In ALDF’s lawsuit seeking to rescue Apollo, Cody, Sable, and a fourth chimpanzee named Angel from the frequent abuse meted out by Yost, ALDF is claiming that by physically injuring chimpanzees, who are covered by the Endangered Species Act, Yost is in direct violation of the Act. The lawsuit also says that Yost is in violation of the California anti-cruelty statute and of the federal Animal Welfare Act, which states that “[h]andling of all animals shall be done…in a manner that does not cause trauma,…behavioral stress, physical harm, or unnecessary discomfort.” Furthermore, two of the chimpanzees currently in Yost’s possession at a facility in San Bernardino were stolen from his former employer, Amazing Animal Actors, a co-plaintiff in the suit. Amazing Animal Actors intends to retire the chimpanzees when they are rightfully returned.

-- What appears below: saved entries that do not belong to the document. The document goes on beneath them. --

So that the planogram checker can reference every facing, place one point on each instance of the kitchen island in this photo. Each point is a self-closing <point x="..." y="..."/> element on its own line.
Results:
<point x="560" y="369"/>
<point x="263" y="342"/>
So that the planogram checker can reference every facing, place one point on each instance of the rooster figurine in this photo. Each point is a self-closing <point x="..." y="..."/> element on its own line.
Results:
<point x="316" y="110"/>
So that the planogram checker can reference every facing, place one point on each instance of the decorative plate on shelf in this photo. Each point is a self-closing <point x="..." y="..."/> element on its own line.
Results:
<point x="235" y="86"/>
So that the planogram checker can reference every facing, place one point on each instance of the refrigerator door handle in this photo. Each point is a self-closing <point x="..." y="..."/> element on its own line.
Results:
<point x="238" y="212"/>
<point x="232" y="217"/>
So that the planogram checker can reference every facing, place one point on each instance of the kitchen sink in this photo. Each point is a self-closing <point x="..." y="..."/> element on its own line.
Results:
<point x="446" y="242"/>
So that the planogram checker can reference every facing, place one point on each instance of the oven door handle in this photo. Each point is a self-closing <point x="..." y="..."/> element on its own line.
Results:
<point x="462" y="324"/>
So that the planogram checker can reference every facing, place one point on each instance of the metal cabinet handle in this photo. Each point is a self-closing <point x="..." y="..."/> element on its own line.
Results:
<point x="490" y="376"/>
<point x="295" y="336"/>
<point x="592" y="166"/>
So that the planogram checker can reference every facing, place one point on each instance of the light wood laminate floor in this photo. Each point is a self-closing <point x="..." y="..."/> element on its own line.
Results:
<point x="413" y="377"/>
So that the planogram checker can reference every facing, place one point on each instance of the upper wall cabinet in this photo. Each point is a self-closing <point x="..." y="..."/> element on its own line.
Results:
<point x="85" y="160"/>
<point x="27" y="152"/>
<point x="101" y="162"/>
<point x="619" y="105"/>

“Eyewitness testimony will prove that Yost uses vicious beatings and intimidation to force terrified chimpanzees to perform in the spotlight,” said ALDF’s Chief Outside Litigation Counsel Bruce Wagman. “It is unconscionable — and illegal — for him to abuse our closest relatives for our viewing pleasure and his profit. ALDF will see to it that these animals will no longer suffer the pain and fear of being subjected to his cruel ‘training’ techniques.”
The nascent use of computer-generated and animatronic animals in films and television shows may one day render training and the use of live animals obsolete, since these technologies allow filmmakers to create exactly the performance they are looking for. Director Peter Jackson, for example, used only computer-generated animals for last year’s epic King Kong.
But as long as animals are exploited in the name of “entertainment,” ALDF will work to ensure that the rights of all animals used in entertainment are respected.